8 Jan 04 @ 3:40 pm
The Costs of Gathering and Transmitting Information
In a recent Washington Post article, Q: What will happen when a national political machine can fit on a laptop? A: See below, Everett Ehrlich pulls out one of economist Ronald Coase’s key insights to explain Howard Dean’s surprising success as “essentially a third-party candidate using modern technology to achieve a takeover of the Democratic Party”:
Back in 1937, an economist named Ronald Coase realized something that helped explain the rise of modern corporations — and which just might explain the coming decline of the American two-party political system.Coase’s insight was this: The cost of gathering information determines the size of organizations.
It sounds abstract, but in the past it meant that complex tasks undertaken on vast scales required organizational behemoths. This was as true for the Democratic and Republican parties as it was for General Motors. Choosing and marketing candidates isn’t so different from designing, manufacturing and selling automobiles.

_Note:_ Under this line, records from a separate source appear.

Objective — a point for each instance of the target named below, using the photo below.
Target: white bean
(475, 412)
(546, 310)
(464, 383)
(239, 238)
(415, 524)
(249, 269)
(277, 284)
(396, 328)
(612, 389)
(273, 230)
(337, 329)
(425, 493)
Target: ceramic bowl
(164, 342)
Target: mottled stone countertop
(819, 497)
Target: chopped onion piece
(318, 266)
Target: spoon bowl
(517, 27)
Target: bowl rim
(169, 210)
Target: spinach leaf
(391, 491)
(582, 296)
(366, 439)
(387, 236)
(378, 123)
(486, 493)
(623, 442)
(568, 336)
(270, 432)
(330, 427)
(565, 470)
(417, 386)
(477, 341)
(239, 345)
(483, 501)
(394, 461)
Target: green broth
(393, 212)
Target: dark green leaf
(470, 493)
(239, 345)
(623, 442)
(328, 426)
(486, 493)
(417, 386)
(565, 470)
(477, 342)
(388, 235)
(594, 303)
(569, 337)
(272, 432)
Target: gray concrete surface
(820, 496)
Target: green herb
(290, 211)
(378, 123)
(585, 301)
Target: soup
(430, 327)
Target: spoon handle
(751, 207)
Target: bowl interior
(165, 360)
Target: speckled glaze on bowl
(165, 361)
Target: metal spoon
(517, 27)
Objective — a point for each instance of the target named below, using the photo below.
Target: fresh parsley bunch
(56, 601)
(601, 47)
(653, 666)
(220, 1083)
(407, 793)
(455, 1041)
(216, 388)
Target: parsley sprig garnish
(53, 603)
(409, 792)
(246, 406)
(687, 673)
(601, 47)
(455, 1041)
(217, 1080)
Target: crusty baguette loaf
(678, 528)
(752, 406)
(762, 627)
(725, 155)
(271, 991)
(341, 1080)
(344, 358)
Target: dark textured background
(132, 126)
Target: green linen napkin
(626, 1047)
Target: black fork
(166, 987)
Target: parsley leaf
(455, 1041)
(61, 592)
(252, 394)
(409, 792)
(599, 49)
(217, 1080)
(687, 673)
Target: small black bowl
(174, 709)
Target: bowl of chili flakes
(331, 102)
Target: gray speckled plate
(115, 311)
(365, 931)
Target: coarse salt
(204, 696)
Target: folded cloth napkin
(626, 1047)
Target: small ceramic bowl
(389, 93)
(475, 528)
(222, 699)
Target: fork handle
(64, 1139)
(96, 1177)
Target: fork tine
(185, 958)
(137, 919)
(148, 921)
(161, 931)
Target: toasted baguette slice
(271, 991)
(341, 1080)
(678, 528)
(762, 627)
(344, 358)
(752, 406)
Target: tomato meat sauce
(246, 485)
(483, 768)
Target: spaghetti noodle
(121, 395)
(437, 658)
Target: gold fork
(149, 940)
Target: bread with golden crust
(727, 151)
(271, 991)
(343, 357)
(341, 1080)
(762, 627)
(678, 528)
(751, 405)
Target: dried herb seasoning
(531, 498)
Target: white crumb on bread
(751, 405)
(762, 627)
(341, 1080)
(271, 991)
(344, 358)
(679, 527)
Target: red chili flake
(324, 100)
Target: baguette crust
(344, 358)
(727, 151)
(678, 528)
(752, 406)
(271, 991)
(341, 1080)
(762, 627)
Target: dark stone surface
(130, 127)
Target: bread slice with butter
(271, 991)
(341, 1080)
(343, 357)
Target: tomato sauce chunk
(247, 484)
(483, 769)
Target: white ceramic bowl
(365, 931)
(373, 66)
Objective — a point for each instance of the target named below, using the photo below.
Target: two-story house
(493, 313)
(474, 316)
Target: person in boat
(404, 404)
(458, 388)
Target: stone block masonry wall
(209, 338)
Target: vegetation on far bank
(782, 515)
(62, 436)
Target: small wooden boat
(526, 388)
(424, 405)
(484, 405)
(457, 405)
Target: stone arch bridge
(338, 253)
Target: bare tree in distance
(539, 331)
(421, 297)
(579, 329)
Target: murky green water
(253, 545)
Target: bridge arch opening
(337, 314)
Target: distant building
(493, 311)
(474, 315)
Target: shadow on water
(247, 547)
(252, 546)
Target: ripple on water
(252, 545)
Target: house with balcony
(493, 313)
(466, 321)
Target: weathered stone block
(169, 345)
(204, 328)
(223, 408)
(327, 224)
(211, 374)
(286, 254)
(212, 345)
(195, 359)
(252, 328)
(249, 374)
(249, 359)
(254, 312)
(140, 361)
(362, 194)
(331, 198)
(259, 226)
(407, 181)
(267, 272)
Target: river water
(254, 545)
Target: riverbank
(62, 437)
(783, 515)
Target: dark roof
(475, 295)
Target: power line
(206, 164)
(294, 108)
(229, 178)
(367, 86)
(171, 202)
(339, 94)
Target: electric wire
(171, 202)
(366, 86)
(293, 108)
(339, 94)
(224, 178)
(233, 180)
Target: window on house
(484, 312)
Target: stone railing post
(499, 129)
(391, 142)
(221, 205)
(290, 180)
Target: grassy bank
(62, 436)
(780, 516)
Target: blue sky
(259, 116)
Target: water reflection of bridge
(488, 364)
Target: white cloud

But the Internet has changed all that in one crucial respect that wouldn’t surprise Coase one bit. To an economist, the “trick” of the Internet is that it drives the cost of information down to virtually zero. So according to Coase’s theory, smaller information-gathering costs mean smaller organizations. And that’s why the Internet has made it easier for small folks, whether small firms or dark-horse candidates such as Howard Dean, to take on the big ones.
Not everyone agrees with Ehrlich’s assessment — Professor Bainbridge certainly doesn’t — but, if you’ve got the time, I recommend reading Coase’s original The Nature of the Firm (1937).